電脳奇談打ち合わせノートより/常識は大事、でもそれだけじゃ息が詰まりますよね
同左/いびつだけど「あるかもしれないゾーン」を仮定するだけで、世界は広く、息がしやすくなる気がしませんか?

 だから『奇談』も今回始まった『電脳奇談』も、UMAやUFO、オーパーツに都市伝説、幽霊、妖怪などなど、「すべての不思議よあれかし」という願いからスタートしたものなのです。

 冒頭の記者氏は「嘘」とも言いましたが、それもピントがズレています。異次元の世界もビッグフットも、あるかないか、いるのかいないのかは、正直わかりません。言ってしまえば、シュレディンガーの猫のように「あるかもしれない世界」と「ないかもしれない世界」が箱の中で重なり合っているようなもの。
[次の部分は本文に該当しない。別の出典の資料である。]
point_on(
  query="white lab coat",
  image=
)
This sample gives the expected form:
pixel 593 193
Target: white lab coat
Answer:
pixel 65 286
 それを「嘘松乙!」の一言で斬って捨てるのは傲慢と言うか、どうにも窮屈な考え方。そうではなく、わたしたち電脳奇談編集部が求めているのは、「あるかもしれない世界」を、精緻に論拠を積み重ねて描き出した物語(仮説)なのです。

 もちろん、その「箱」を開けてみる機会は結局、訪れないのかもしれませんが、箱の中に「隠された真実(=オカルト)」に思いを馳せる自由さ、ほ~と一息つく瞬間を読者の皆さんとも一緒に楽しめたらと願っています。